Maybe it’s because I’m so used to watching cable dramas taking their sweet time unfolding their story, but I didn’t expect the show to blow most of its wad in the first hour. I guess since this is network TV, you have to be up front and show folks why they should be interested in this. I am curious to see how the show is going to unravel in the next nine episodes. Fortunately, we haven’t gotten to Pines’s second half, which is way more what-the-hell-is-this-all-about. Also, are the writers going to interpolate plots and characters from the rest of Crouch’s books? And does this mean I have to read the rest of Crouch’s books? Let’s see together, shall we?

A FEW STRAY THOUGHTS

  • As fun as it is seeing Matt Dillon all steely and tough as an agent (I always knew that young punk from all those S.E. Hinton movie adaptations would grow up to be all Robert Mitchum-y), didn’t it seem Agent Burke had a dickish, pick-and-choose method when it came to dispensing info on why he’s in Wayward Pines? One minute, he’s telling Lewis’s bartender every detail of his assignment. The other minute, he’s telling the hotel clerk it’s none of his damn business.
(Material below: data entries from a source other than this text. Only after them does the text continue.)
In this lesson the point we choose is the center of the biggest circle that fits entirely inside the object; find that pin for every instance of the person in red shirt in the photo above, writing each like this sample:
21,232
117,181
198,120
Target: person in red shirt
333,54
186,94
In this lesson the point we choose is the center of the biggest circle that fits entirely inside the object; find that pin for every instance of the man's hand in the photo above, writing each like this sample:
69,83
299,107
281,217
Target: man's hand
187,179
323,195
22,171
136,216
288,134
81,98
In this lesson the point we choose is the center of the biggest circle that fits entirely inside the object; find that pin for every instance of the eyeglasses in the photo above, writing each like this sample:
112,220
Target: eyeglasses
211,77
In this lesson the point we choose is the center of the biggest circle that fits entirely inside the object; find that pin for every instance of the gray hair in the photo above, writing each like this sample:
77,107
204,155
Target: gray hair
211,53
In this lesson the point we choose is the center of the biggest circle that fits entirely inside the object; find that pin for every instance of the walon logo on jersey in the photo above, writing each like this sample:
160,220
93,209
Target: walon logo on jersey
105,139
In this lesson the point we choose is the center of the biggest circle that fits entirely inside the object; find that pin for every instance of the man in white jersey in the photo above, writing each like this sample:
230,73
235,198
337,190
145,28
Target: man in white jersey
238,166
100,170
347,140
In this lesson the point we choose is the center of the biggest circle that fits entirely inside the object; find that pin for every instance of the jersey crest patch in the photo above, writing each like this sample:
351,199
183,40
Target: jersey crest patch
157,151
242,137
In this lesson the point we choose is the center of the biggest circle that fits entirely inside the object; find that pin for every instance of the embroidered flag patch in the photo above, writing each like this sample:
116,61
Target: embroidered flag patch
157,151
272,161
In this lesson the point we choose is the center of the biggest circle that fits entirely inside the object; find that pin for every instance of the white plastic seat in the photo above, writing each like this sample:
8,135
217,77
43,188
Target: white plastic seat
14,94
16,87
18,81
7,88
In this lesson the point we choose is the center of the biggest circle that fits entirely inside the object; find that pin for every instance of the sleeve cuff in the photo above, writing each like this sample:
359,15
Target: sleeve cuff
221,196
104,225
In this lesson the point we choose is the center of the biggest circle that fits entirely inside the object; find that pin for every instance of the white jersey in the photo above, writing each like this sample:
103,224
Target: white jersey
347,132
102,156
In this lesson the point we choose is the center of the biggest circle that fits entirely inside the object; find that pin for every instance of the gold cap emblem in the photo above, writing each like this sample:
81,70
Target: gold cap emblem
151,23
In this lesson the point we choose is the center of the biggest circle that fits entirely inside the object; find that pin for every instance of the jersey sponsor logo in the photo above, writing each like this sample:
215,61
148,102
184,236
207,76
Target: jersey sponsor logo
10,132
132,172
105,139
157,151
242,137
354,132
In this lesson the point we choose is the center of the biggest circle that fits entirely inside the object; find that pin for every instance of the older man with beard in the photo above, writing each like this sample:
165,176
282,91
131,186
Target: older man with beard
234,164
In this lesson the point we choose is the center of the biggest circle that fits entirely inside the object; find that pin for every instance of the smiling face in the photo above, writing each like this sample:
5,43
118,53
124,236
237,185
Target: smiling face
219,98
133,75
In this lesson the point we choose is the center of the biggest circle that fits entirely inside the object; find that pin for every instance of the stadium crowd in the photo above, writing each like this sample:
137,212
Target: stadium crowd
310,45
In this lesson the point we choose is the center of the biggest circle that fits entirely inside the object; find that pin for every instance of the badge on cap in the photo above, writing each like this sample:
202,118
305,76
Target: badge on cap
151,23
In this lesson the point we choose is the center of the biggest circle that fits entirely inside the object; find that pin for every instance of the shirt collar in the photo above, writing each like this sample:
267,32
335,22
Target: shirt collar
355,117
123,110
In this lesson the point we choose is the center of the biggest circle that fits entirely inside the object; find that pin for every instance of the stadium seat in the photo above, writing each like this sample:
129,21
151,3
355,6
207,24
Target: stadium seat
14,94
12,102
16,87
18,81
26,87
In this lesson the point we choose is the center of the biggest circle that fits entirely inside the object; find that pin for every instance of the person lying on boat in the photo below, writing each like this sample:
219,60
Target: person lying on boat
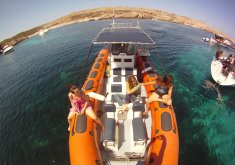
228,65
133,89
80,105
219,56
162,93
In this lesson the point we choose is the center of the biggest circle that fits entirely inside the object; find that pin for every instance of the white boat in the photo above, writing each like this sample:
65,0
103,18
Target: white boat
218,75
7,49
42,32
222,41
205,39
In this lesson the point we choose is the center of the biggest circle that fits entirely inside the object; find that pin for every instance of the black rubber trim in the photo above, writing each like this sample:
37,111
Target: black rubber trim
166,121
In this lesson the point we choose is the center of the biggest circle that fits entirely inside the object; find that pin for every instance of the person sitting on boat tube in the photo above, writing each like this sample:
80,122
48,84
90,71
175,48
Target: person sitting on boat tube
133,89
219,56
162,93
80,105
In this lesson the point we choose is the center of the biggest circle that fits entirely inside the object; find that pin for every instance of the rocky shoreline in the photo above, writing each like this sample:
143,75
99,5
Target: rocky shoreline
120,13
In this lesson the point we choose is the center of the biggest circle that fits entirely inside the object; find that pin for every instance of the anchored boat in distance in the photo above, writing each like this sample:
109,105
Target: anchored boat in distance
128,138
223,69
222,41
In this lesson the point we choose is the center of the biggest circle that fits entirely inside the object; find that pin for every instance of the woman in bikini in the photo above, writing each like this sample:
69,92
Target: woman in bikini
80,105
163,92
133,91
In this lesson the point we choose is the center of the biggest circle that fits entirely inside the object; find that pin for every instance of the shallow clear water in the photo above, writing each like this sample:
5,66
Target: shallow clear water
34,104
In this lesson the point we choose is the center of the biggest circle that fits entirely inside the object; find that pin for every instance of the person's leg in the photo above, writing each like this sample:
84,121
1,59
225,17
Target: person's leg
70,116
89,112
118,99
152,98
168,102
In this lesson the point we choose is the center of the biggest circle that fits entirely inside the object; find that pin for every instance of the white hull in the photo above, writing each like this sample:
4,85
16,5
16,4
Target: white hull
224,44
216,72
7,49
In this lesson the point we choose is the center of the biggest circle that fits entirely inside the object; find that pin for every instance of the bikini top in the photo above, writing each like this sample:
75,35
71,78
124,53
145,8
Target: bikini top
78,102
160,90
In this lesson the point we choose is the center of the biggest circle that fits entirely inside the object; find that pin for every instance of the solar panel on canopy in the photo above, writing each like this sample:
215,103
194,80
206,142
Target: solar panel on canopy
123,35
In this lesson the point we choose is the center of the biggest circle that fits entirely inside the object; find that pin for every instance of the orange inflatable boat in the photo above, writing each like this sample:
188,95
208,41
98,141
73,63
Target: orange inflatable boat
129,137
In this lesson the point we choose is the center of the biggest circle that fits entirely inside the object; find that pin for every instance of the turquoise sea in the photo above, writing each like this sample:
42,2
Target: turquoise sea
34,104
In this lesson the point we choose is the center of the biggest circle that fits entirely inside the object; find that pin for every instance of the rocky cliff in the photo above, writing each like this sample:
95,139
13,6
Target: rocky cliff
120,12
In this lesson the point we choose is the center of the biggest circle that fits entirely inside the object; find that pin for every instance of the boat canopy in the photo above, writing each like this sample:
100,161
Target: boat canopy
119,34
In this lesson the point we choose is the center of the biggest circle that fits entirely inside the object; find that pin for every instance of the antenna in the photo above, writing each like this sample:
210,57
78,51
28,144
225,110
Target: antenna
113,12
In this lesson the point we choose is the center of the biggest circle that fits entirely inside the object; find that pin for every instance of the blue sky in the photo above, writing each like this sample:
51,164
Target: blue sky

  • It’s a Crash reunion with Dillon butting heads with Terrence Howard’s ice-cream-cone-chewing sheriff (who I believe was a brawny, blond white dude in the book). Considering that the last time they were together onscreen Dillon was the cop and Howard was the guy he was harassing and cruelly steamrolling with his authority, I’m sure we’re going to have a grand ol’ time seeing the shoe on the other foot. Also, I have to admit, while he only appeared in two scenes, Howard was far more sinister as the sheriff than he was in all of Empire last season as Lucious Lyon.
  • When Nurse Pam is about to inject Burke with anesthesia, she says she’s going to “jam this bad boy straight to the bone.” In the book, she said “motherfucker” instead of “bad boy.” It would’ve been far more chilling if she cursed, especially since she’s been all perky and golly-gee before that. But, of course, this is network TV.
  • No matter how much the show gives us those scenic Seattle exteriors, we all know it’s Canada!